1. **Install dependencies** -- Follow the installation section. Install only the cloud provider SDKs you need using optional dependency groups (`[aws]`, `[azure]`, `[gcp]`, or `[all-clouds]`).

2. **Configure cloud credentials** -- Set up authentication for each cloud provider. For AWS, use IAM roles, profiles, or access keys. For Azure, create a service principal with Cost Management Reader role. For GCP, create a service account with Billing Viewer role and export BigQuery billing data.

3. **Set analysis thresholds** -- Configure `FinOpsConfig` with appropriate thresholds for your environment. Start with conservative anomaly thresholds (30%) and tighten as you tune out false positives.

4. **Run initial analysis** -- Execute `agent.run_analysis()` to get a baseline view of costs, anomalies, and optimization opportunities. Review the report before enabling any automated actions.

5. **Review rightsizing recommendations** -- Check CPU utilization data and recommended instance types. Validate against application requirements before acting on recommendations.

6. **Set up waste cleanup** -- Use `ResourceCleanup` with `dry_run=True` first. Review the proposed actions, then switch to `dry_run=False` for automated cleanup of unattached volumes and unused IPs.

7. **Configure scheduling** -- Set up `ResourceScheduler` with schedule rules for non-production resources. Tag instances with schedule identifiers and define business-hours start/stop rules.

8. **Enable reporting** -- Configure Slack webhooks and/or SMTP for automated daily reports. Run the daily report example as a cron job or scheduled task.
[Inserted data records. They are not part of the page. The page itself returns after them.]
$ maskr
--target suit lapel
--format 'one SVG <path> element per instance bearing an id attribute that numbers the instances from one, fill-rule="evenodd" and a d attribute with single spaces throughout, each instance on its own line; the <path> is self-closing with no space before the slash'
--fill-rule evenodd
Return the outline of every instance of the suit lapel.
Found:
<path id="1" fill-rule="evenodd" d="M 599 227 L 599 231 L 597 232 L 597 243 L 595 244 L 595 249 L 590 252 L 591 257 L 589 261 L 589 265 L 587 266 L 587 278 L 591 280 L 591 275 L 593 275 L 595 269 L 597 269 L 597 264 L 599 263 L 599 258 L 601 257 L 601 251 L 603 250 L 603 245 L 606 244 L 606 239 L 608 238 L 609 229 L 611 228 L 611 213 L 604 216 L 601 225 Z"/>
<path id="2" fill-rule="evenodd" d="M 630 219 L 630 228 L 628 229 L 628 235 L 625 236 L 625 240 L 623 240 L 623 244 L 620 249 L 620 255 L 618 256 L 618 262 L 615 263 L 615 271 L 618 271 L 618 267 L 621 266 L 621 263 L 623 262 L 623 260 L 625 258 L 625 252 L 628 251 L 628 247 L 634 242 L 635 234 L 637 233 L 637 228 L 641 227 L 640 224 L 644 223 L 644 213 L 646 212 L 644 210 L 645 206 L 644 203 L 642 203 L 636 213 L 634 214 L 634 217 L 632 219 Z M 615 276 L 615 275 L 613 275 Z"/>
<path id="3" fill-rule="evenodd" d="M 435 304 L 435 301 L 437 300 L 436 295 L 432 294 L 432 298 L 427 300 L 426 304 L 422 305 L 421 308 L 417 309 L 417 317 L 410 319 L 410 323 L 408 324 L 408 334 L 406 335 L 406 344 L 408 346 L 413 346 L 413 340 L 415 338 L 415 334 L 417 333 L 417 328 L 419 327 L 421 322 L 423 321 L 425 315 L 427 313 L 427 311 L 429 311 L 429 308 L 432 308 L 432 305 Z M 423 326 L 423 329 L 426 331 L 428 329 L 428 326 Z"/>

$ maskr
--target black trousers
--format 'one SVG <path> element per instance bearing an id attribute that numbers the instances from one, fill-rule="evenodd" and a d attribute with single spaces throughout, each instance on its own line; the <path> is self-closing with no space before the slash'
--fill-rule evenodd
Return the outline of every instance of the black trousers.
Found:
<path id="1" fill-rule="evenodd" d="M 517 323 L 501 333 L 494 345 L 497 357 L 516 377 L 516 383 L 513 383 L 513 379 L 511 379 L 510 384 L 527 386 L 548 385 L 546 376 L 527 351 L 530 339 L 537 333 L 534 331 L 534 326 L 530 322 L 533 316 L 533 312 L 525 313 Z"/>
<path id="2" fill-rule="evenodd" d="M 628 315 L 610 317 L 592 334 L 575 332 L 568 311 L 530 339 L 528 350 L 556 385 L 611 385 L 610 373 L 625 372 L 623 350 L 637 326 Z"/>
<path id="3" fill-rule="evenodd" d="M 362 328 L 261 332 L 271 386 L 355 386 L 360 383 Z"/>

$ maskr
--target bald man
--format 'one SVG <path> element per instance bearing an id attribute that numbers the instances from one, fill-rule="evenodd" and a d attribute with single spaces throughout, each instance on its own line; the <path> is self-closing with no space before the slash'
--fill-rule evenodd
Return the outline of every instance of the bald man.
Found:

9. **Evaluate reservations** -- Review `ReservedInstanceAdvisor` recommendations for services with consistent usage. Use `ReservationPurchaser.preview_purchase()` before committing.

## Documentation Links

- [AWS Cost Explorer API](https://docs.aws.amazon.com/cost-management/latest/userguide/ce-api.html) -- AWS Cost Explorer API reference for cost and usage queries.
- [Azure Cost Management](https://learn.microsoft.com/en-us/azure/cost-management-billing/costs/) -- Azure Cost Management query API and cost analysis.
- [GCP Cloud Billing API](https://cloud.google.com/billing/docs/reference/rest) -- GCP Billing API for programmatic cost data access.
- [FinOps Framework](https://www.finops.org/framework/) -- The FinOps Foundation framework for cloud financial management best practices.

## Project Structure

```
ai-finops-optimization-agent/
├── src/
│ ├── finops_agent.py # Main agent orchestrating the full pipeline
│ ├── config.py # Multi-cloud configuration management
│ ├── collectors/
│ │ ├── aws_costs.py # AWS Cost Explorer + EC2 + CloudWatch
│ │ ├── azure_costs.py # Azure Cost Management + Compute + Monitor
│ │ └── gcp_costs.py # GCP Billing (BigQuery) + Compute Engine
│ ├── analyzers/
│ │ ├── anomaly_detector.py # Z-score anomaly detection + LLM explanations
│ │ ├── rightsizing.py # Instance rightsizing recommendations
│ │ ├── reserved_advisor.py # RI/Savings Plan advisor
│ │ └── waste_finder.py # Idle/orphaned resource detection
│ ├── optimizers/
│ │ ├── scheduler.py # Start/stop scheduling for non-prod
│ │ ├── cleanup.py # Safe resource cleanup with dry-run
│ │ └── reservation.py # RI/SP purchase with approval workflow
│ └── reporters/
│ ├── dashboard.py # JSON dashboard data generator
│ ├── slack_reporter.py # Slack webhook cost reports
│ └── email_reporter.py # HTML/text email cost reports
├── examples/
│ ├── daily_report.py # Daily cost report example
│ ├── find_waste.py # Waste detection example
│ └── rightsizing_analysis.py # Rightsizing analysis example
├── requirements.txt
├── pyproject.toml
├── LICENSE
└── CHANGELOG.md
```

## License

This project is licensed under the MIT License. See [LICENSE](LICENSE) for details.